Front End: FU Graph + Memory Co-Design (Architect)

The main objectives are to maximize reuse and on-chip bandwidth while minimizing interconnect/mux overhead.

Interconnection synthesis: LEGO formulates reuse as solving linear systems over the affine relations to discover direct and delay (FIFO) connections between FUs. It then computes minimum-spanning arborescences (Chu-Liu/Edmonds) to keep only necessary edges (cost = FIFO depth). A BFS-based heuristic rewrites direct interconnects when multiple dataflows must coexist, prioritizing chain reuse and nodes already fed by delay connections to cut muxes and data nodes.

Banked memory synthesis: Given the set of FUs that must read/write a tensor in the same cycle, LEGO computes bank counts per tensor dimension from the maximum index deltas (optionally dividing by GCD to reduce banks). It then instantiates data-distribution switches to route between banks and FUs, leaving FU-to-FU reuse to the interconnect.

Dataflow fusion: Interconnects for different spatial dataflows are combined into a single FU-level Architecture Description Graph (ADG); careful planning avoids naïve mux-heavy merges and yields up to ~20% energy gains compared to naïve fusion.
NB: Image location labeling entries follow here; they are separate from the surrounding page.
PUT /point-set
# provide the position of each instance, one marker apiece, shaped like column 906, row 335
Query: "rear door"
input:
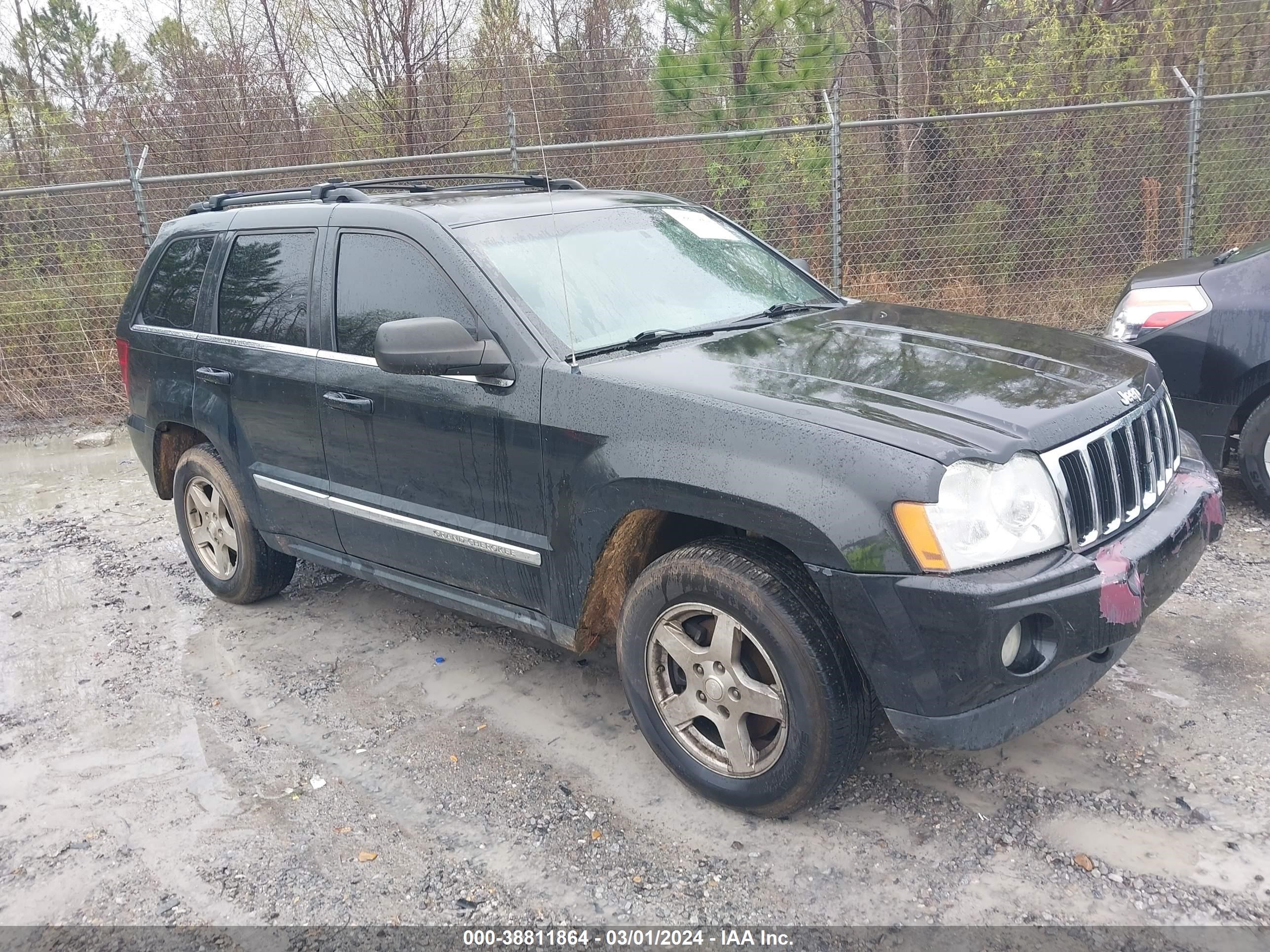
column 256, row 378
column 439, row 476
Back End: Compile & Optimize to RTL (Compile & Optimize)

The ADG is lowered to a Detailed Architecture Graph (DAG) of primitives (FIFOs, muxes, adders, address generators). LEGO applies several LP/graph passes:

• Delay matching via LP: A linear program chooses output delays D_v to minimize inserted pipeline registers ∑(D_v−D_u−L_v)⋅bitwidth across edges—meeting timing alignment with minimal storage.
• Broadcast pin rewiring: A two-stage optimization (virtual cost shaping + MST-based rewiring among destinations) converts expensive broadcasts into forward chains, enabling register sharing and lower latency; a final LP re-balances delays.
• Reduction tree extraction + pin reuse: Sequential adder chains become balanced trees; a 0-1 ILP remaps reducer inputs across dataflows so fewer physical pins are required (mux instead of add). This reduces both logic depth and register count.

These passes focus on the datapath, which dominates resources (e.g., FU-array registers ≈ 40% area, 60% power), and produce ~35% area savings versus naïve generation.

Outcome

LEGO is implemented in C++ with HiGHS as the LP solver and emits SpinalHDL→Verilog. Evaluation covers tensor kernels and end-to-end models (AlexNet, MobileNetV2, ResNet-50, EfficientNetV2, BERT, GPT-2, CoAtNet, DDPM, Stable Diffusion, LLaMA-7B). A single LEGO-MNICOC accelerator instance is used across models; a mapper picks per-layer tiling/dataflow. Compared to Gemmini, LEGO achieves 3.2× speedup and 2.4× energy efficiency on average. Gains stem from a fast, accurate performance model guiding mapping and dynamic spatial dataflow switching enabled by generated interconnects.

Importance for Each Segment

For researchers: LEGO provides a mathematically grounded path from loop-nest specifications to spatial hardware with provable LP-based optimizations. It abstracts away low-level RTL and exposes meaningful levers (tiling, spatialization, reuse patterns) for systematic exploration.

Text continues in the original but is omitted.